The special benefit cost ratio (BCR) increase is tied to a formula that figures states’ unemployment tax efforts compared with average benefit payouts over five years.
Before the recession, Connecticut employers were annually charged with a FUTA of $42 per employee in addition to their regular state unemployment taxes and their experience rate charges.
However, the FUTA tax is automatically increasing by $21 per employee every year in states that have not repaid the loans. In January, Connecticut businesses faced their third annual increase in a row, which amounted to a payment due of $105 per employee.
With a fourth regular increase expected this year, Connecticut businesses are likely to see their 2014 payment jump to $126 per employee. But with the BCR surcharge, that figure could rise next January to $161 per employee.

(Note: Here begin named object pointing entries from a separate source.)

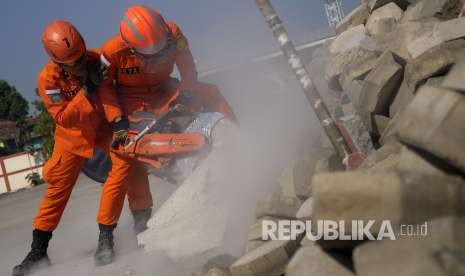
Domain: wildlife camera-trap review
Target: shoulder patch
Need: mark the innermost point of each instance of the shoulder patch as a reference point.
(54, 95)
(181, 43)
(129, 70)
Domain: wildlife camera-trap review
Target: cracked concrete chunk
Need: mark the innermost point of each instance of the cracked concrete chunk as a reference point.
(279, 206)
(384, 20)
(356, 17)
(433, 121)
(312, 260)
(436, 61)
(270, 259)
(402, 198)
(439, 252)
(381, 84)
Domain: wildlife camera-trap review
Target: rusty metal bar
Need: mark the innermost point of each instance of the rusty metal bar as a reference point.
(321, 110)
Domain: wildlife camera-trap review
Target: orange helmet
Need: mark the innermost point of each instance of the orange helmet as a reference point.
(144, 30)
(62, 42)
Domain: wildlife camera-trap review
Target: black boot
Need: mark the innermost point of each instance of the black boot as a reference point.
(141, 217)
(37, 257)
(105, 253)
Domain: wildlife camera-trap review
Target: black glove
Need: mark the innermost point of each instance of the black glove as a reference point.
(96, 73)
(184, 99)
(120, 128)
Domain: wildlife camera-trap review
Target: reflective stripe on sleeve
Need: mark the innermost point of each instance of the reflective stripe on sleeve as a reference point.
(52, 91)
(104, 60)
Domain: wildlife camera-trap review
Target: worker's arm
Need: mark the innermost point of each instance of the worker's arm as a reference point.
(65, 113)
(107, 91)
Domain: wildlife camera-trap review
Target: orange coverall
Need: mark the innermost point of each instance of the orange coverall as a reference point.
(80, 126)
(141, 84)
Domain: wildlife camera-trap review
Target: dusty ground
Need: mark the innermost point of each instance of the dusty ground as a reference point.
(71, 249)
(278, 126)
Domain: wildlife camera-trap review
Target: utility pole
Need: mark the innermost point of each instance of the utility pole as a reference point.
(334, 12)
(339, 142)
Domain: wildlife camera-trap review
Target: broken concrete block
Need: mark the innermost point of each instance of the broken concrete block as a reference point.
(270, 259)
(305, 211)
(348, 109)
(356, 17)
(379, 155)
(388, 135)
(379, 124)
(353, 91)
(435, 82)
(223, 262)
(218, 272)
(384, 20)
(433, 121)
(279, 206)
(255, 230)
(399, 197)
(355, 128)
(295, 179)
(381, 85)
(352, 45)
(404, 96)
(312, 260)
(375, 4)
(439, 252)
(411, 161)
(456, 76)
(440, 33)
(429, 8)
(390, 163)
(357, 70)
(353, 38)
(252, 245)
(436, 61)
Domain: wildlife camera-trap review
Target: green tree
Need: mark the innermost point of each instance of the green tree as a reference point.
(13, 106)
(45, 126)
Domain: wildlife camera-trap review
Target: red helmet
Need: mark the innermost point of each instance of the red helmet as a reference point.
(62, 42)
(144, 30)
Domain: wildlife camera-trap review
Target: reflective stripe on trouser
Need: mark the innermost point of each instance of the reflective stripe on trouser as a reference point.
(136, 186)
(60, 174)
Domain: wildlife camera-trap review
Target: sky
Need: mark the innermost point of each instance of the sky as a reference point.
(220, 32)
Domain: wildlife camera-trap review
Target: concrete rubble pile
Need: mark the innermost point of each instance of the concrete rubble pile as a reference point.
(400, 66)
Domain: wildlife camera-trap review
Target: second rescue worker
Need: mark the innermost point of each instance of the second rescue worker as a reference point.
(140, 61)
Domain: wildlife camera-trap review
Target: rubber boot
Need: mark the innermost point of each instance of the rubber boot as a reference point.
(105, 252)
(36, 258)
(141, 217)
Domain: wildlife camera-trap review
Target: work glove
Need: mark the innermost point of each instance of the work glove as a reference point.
(120, 128)
(184, 100)
(97, 72)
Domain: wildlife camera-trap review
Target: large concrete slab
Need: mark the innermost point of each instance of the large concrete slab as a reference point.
(381, 84)
(270, 259)
(312, 260)
(401, 198)
(357, 16)
(384, 20)
(433, 121)
(439, 252)
(435, 61)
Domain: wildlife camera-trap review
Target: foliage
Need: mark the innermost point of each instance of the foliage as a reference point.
(13, 106)
(44, 127)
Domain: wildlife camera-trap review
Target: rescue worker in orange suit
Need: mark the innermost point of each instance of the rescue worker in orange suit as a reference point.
(140, 61)
(68, 87)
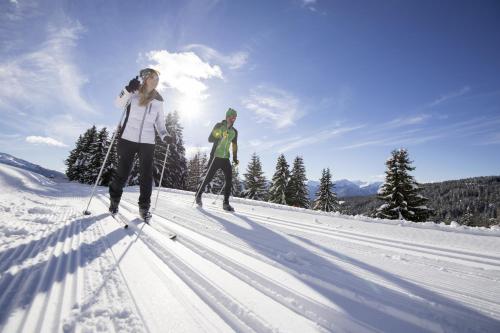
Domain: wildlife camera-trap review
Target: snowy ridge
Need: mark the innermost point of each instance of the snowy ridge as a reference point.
(265, 268)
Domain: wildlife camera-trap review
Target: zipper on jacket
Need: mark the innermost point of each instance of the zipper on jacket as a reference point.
(227, 143)
(143, 118)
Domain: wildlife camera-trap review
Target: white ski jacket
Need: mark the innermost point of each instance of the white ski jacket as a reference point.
(140, 122)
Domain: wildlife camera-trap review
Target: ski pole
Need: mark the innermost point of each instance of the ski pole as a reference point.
(161, 177)
(217, 196)
(86, 211)
(220, 191)
(199, 189)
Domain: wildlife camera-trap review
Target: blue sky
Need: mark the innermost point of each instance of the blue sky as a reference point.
(341, 83)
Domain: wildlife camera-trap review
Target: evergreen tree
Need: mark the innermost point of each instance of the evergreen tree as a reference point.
(298, 194)
(278, 189)
(82, 163)
(326, 199)
(176, 165)
(255, 182)
(98, 152)
(400, 191)
(71, 161)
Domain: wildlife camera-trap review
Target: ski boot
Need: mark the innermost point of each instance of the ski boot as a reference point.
(227, 207)
(145, 214)
(198, 201)
(113, 206)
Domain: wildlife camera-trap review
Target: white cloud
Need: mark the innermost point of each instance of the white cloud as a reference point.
(233, 61)
(413, 120)
(274, 106)
(186, 73)
(44, 140)
(449, 96)
(46, 76)
(317, 138)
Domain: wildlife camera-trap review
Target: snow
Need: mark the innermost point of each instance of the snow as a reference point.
(265, 268)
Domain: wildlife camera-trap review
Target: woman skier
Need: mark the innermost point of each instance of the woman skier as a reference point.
(144, 115)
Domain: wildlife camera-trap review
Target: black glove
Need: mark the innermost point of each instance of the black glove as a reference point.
(170, 139)
(133, 85)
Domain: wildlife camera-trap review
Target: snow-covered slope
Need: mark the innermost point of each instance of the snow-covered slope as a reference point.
(20, 163)
(266, 268)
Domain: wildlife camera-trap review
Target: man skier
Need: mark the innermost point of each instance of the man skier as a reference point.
(222, 135)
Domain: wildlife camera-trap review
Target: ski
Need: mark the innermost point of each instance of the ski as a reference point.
(170, 234)
(120, 219)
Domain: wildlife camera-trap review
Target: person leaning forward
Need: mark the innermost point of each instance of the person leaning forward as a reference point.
(222, 136)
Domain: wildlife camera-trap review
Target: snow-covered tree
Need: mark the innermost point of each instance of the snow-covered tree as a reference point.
(298, 194)
(71, 161)
(79, 160)
(278, 189)
(176, 165)
(97, 154)
(255, 183)
(326, 199)
(401, 192)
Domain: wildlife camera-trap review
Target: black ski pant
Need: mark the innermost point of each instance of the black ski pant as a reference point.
(225, 165)
(126, 152)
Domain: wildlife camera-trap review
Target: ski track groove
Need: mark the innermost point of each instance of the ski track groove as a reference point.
(204, 288)
(467, 299)
(303, 306)
(117, 266)
(215, 293)
(32, 286)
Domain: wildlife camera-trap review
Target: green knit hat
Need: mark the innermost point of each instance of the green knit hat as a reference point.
(231, 112)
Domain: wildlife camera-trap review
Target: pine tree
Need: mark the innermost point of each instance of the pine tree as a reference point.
(401, 192)
(71, 161)
(326, 199)
(176, 165)
(298, 194)
(82, 163)
(278, 189)
(255, 182)
(97, 154)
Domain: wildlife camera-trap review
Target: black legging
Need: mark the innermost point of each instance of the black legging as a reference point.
(225, 165)
(126, 152)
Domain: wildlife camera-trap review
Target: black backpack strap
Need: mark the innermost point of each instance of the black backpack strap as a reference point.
(122, 128)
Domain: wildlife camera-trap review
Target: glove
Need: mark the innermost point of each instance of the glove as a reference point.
(133, 85)
(170, 139)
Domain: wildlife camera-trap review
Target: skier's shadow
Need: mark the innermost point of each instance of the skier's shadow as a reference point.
(19, 289)
(308, 263)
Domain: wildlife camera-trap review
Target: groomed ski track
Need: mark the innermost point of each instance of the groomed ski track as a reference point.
(261, 269)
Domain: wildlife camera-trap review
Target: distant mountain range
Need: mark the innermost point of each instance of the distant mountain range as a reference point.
(347, 188)
(17, 162)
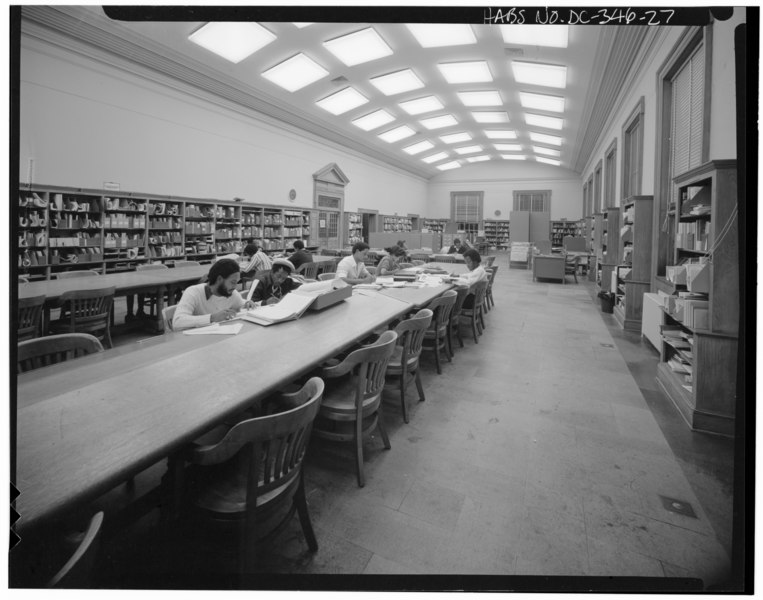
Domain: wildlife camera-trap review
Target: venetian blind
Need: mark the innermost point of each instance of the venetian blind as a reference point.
(687, 113)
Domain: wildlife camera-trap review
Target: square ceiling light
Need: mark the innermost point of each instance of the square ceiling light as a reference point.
(421, 105)
(436, 35)
(373, 120)
(232, 41)
(397, 82)
(435, 157)
(547, 151)
(342, 101)
(542, 101)
(543, 121)
(501, 134)
(490, 117)
(539, 74)
(359, 47)
(554, 36)
(475, 71)
(397, 134)
(295, 73)
(420, 147)
(439, 122)
(454, 138)
(543, 138)
(468, 149)
(489, 98)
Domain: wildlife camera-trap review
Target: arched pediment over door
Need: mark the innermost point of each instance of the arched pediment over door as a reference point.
(328, 198)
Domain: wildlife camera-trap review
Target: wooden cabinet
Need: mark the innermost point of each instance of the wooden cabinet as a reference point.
(698, 354)
(634, 271)
(497, 233)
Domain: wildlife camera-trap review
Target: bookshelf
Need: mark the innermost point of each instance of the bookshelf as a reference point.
(634, 271)
(700, 292)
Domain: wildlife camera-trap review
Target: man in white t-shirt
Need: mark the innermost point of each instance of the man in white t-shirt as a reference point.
(211, 302)
(352, 269)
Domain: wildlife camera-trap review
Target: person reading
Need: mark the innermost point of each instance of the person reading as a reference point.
(214, 301)
(271, 287)
(352, 269)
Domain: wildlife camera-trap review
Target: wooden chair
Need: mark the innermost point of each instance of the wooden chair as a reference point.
(471, 314)
(454, 328)
(81, 273)
(86, 311)
(571, 263)
(53, 349)
(352, 408)
(436, 337)
(254, 472)
(309, 270)
(168, 313)
(404, 363)
(30, 317)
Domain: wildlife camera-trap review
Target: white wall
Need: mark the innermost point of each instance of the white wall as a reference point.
(85, 123)
(499, 181)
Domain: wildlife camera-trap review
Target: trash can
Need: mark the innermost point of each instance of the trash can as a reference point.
(607, 302)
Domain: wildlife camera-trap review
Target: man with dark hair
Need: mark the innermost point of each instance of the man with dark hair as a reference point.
(352, 269)
(211, 302)
(272, 286)
(258, 261)
(300, 255)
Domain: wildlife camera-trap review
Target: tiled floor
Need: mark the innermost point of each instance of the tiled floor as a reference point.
(544, 450)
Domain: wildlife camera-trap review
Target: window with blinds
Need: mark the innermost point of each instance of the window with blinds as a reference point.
(633, 143)
(466, 210)
(687, 112)
(533, 200)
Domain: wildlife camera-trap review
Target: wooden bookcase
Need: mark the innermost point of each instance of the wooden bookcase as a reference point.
(66, 228)
(497, 233)
(698, 373)
(635, 261)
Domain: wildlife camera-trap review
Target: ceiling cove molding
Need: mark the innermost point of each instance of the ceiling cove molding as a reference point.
(626, 45)
(78, 34)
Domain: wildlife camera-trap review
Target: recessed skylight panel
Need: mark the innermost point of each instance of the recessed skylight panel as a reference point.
(295, 73)
(232, 41)
(487, 98)
(373, 120)
(490, 117)
(436, 35)
(466, 72)
(398, 82)
(359, 47)
(421, 105)
(554, 36)
(420, 147)
(397, 134)
(342, 101)
(439, 122)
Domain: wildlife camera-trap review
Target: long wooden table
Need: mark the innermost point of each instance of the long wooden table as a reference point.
(87, 427)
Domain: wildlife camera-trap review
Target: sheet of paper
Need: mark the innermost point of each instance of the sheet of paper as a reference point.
(216, 329)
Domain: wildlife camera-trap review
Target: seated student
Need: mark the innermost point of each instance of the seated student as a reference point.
(352, 269)
(271, 287)
(390, 264)
(300, 255)
(476, 273)
(258, 261)
(211, 302)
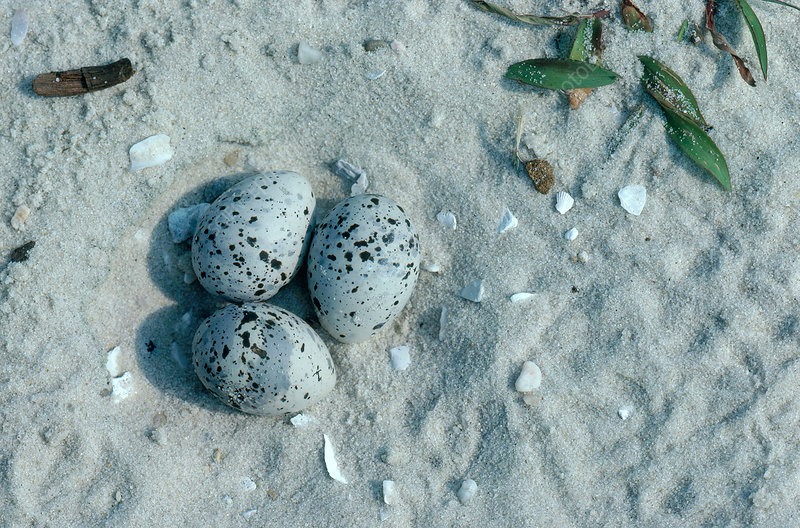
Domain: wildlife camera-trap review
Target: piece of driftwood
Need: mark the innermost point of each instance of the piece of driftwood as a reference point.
(83, 80)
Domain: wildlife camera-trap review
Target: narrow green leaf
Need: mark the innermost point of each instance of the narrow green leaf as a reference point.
(568, 20)
(757, 32)
(696, 144)
(682, 31)
(587, 41)
(669, 90)
(785, 4)
(560, 74)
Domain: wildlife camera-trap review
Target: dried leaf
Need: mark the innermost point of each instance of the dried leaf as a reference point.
(722, 43)
(757, 32)
(698, 146)
(669, 90)
(634, 19)
(568, 20)
(560, 74)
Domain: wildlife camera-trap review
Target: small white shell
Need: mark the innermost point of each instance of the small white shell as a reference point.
(508, 222)
(521, 297)
(401, 357)
(330, 461)
(467, 491)
(530, 378)
(19, 26)
(307, 55)
(632, 198)
(564, 202)
(572, 234)
(447, 219)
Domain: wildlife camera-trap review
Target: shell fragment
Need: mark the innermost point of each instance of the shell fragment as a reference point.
(330, 461)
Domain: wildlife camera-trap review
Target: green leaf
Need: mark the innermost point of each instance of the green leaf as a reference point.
(587, 41)
(568, 20)
(785, 4)
(757, 33)
(634, 19)
(669, 90)
(560, 74)
(696, 144)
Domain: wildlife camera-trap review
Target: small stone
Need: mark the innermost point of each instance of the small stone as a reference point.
(307, 55)
(447, 219)
(625, 411)
(467, 491)
(530, 378)
(541, 172)
(20, 217)
(473, 291)
(22, 253)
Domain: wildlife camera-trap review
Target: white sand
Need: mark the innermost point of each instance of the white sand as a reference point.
(687, 313)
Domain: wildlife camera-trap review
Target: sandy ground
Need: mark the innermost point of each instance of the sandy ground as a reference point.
(686, 315)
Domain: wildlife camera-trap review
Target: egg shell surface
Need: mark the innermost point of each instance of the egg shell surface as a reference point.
(261, 359)
(253, 238)
(363, 264)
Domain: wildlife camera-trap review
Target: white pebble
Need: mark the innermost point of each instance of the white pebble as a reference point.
(467, 491)
(390, 495)
(625, 411)
(360, 186)
(121, 387)
(530, 378)
(442, 323)
(112, 362)
(521, 297)
(508, 222)
(632, 198)
(20, 217)
(401, 357)
(447, 219)
(301, 421)
(572, 234)
(150, 152)
(19, 26)
(330, 461)
(564, 202)
(307, 55)
(183, 221)
(247, 484)
(473, 291)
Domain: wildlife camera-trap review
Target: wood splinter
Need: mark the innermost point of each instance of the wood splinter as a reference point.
(83, 80)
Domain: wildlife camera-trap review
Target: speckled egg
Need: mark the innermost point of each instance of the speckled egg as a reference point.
(362, 266)
(252, 240)
(261, 359)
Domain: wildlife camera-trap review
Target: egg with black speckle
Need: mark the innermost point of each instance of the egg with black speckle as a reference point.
(363, 263)
(261, 359)
(252, 240)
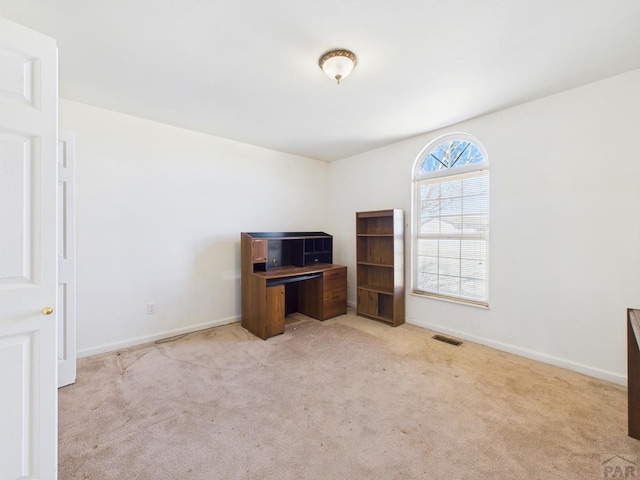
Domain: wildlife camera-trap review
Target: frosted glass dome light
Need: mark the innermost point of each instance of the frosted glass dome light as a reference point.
(338, 64)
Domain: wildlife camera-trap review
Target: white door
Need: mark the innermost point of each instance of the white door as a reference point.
(66, 311)
(28, 366)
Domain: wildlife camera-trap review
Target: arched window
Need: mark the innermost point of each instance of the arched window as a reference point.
(450, 230)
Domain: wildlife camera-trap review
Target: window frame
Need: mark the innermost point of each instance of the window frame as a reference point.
(417, 177)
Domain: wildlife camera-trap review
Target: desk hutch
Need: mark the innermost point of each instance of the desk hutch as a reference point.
(287, 272)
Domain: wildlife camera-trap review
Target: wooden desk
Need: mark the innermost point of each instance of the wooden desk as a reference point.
(633, 371)
(271, 290)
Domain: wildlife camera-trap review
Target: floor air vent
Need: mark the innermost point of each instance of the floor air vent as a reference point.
(451, 341)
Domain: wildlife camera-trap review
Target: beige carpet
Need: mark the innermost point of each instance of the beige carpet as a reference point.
(348, 398)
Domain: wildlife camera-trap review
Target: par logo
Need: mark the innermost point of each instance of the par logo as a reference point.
(620, 466)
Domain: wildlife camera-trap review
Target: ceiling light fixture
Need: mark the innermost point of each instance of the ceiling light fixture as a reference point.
(338, 64)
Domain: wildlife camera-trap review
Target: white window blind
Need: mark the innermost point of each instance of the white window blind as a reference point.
(451, 236)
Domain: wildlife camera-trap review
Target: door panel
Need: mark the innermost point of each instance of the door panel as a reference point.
(28, 367)
(16, 193)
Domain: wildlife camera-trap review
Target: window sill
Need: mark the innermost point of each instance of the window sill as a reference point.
(458, 301)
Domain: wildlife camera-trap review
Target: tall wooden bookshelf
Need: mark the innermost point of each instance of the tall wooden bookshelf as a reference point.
(380, 265)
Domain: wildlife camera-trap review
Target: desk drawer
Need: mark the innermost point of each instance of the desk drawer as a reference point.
(334, 296)
(335, 280)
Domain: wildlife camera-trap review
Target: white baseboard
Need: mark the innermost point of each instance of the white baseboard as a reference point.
(523, 352)
(152, 338)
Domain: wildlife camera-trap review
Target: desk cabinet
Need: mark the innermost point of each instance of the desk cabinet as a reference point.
(287, 272)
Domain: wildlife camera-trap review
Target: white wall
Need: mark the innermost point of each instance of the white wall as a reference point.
(159, 216)
(565, 225)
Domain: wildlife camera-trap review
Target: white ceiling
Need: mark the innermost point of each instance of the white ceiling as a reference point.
(247, 69)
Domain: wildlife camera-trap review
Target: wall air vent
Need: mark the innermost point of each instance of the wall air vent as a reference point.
(451, 341)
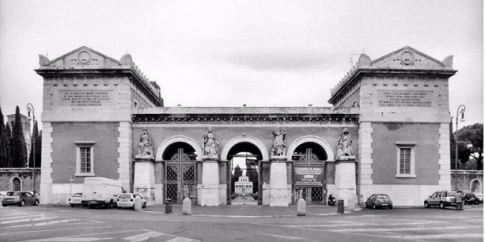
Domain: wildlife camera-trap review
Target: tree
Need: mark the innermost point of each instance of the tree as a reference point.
(36, 142)
(3, 143)
(8, 135)
(472, 134)
(19, 149)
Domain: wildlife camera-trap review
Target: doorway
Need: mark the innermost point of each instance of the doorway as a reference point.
(180, 180)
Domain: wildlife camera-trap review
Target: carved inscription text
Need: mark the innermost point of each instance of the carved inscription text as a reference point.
(405, 98)
(85, 98)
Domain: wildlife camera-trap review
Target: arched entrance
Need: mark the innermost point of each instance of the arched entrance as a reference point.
(309, 170)
(244, 171)
(180, 172)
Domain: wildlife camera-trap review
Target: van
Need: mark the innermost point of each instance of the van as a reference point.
(99, 191)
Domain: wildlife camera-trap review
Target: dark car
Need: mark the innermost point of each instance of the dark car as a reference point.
(468, 197)
(378, 201)
(20, 198)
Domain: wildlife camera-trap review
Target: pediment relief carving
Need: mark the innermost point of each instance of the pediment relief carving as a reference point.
(409, 58)
(81, 58)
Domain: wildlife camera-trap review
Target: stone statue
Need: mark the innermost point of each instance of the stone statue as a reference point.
(145, 148)
(211, 145)
(279, 145)
(344, 147)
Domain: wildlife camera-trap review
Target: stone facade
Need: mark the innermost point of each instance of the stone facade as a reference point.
(392, 110)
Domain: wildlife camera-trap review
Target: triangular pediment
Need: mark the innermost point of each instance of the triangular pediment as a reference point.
(80, 58)
(409, 58)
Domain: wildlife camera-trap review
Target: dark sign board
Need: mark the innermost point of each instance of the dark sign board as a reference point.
(308, 176)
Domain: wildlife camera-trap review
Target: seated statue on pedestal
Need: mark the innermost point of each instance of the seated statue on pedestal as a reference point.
(279, 145)
(344, 147)
(145, 148)
(211, 145)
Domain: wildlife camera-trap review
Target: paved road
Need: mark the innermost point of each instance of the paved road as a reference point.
(47, 223)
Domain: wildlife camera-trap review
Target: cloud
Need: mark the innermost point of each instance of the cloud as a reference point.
(280, 60)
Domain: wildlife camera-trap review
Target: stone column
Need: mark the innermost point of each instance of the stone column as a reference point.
(278, 184)
(145, 178)
(209, 190)
(345, 181)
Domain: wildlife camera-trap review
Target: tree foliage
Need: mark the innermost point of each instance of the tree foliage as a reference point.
(18, 147)
(3, 143)
(37, 143)
(472, 134)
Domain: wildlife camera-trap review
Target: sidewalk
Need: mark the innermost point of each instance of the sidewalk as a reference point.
(246, 210)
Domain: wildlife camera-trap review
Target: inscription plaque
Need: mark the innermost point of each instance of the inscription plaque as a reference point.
(85, 98)
(405, 98)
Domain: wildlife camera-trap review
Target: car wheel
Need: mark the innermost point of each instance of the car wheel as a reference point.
(442, 205)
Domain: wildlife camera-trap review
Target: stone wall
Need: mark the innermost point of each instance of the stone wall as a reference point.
(24, 174)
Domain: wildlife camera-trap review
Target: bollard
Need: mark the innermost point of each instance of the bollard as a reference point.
(138, 204)
(340, 206)
(187, 206)
(168, 206)
(301, 207)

The state can apply for a waiver on the rule, which includes also ensuring that there is not a “net decrease in solvency” in Connecticut’s Unemployment Compensation Trust Fund between Oct. 1, 2013, and Sept. 30, 2014.
If the state applies for a waiver before July 1—and absent another downturn in the economy—Connecticut businesses could avoid this additional tax.
How We Got Here
Connecticut had to borrow nearly a billion dollars from the federal government to shore up our unemployment compensation trust fund during the recession.
Employers are required to repay this debt through increased federal unemployment taxes (FUTA taxes) as well as special assessments. The federal unemployment tax on states with outstanding loans to the federal government increases by 0.3% each year the debt is outstanding.
Additionally, the special assessment imposed on employers each July 1 is an extra tax for each employee. In 2013, that tax was $15 for each employee.
The threat of this added tax burden makes it all the more urgent that we help Connecticut businesses trying to dig themselves out of the recession. With each year since the recession began, employers have shouldered higher unemployment taxes and special assessments.
Any effort by the General Assembly to use funds from the projected state budget surplus to pay down a portion of the interest on the debt owed to the federal government to shore up our Unemployment Compensation Trust Fund would go a long way to help the business community and get businesses hiring again.
CBIA encourages legislators to understand the threat faced by businesses as they continue to pay down the huge debt created by the recession. Businesses didn’t create the problem, but they could use a hand from the state in helping to resolve it.